Today's energy system is unsustainable because of equity issues as well as environmental, economic, and geopolitical concerns that have implications far into the future. At present, fossil fuels are playing the major role to meet the energy requirements of the world. The large consumption of fossil fuels creates so many environmental problems, such as greenhouse gases, which has motivated the search for alternative, renewable fuel options.^1–5 Biomass provides a clean way to dramatically improve our environment, economy and energy security. All organic matter is known as biomass, and the energy released from biomass when it is eaten, burnt or converted into fuels is called biomass energy (Fig. 1). Biomass energy generates far less air emissions than fossil fuels.^6–8 Renewable energy is one of the most efficient ways to achieve sustainable development. Biomass has been used to meet the needs of civilization since prehistory. Several biomass chemical products can be traced to a time when neither the chemical mechanistic transformation process nor the chemical identities of the product were understood. These early products include chemicals still widely used, such as ethanol and acetic. A more scientific understanding of chemistry in the 19th century led to the use of biomass as a feedstock for chemical processes.^9–12

Fig. 1 Uses of ionic liquids in biomass conversion.
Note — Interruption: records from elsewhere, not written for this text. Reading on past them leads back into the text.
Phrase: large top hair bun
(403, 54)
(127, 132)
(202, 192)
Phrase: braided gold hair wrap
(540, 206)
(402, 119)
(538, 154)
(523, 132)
Current biomass resources comprise primarily industrial waste materials such as sawdust or pulp process wastes, hog fuel, forest residues, clean wood waste from landfills, and agricultural prunings and residues from plants such as lignocellulosic materials.^13–22 There are already a considerable range of chemical building blocks derived from renewable resources. One of these, 5-hydroxymethylfurfural (HMF), plays an important role, because it is versatile and key intermediate to the production of high value polymers such as polyurethanes and polyamides, as well as for biofuels such as dimethylfuran (DMF) and other molecules, but also for important molecules such as levulinic acid, 2,5-furandicarboxylic acid (FDA), 2,5-diformylfuran (DFF), dihydroxymethylfuran and 5-hydroxy-4-keto-2-pentenoic acid (Fig. 2).^14,23–28 Moreover they can be obtained not only from fructose but also from glucose via isomerisation to fructose, as well as directly from cellulose.

Fig. 2 HMF as a precursor for a range of commercial chemicals.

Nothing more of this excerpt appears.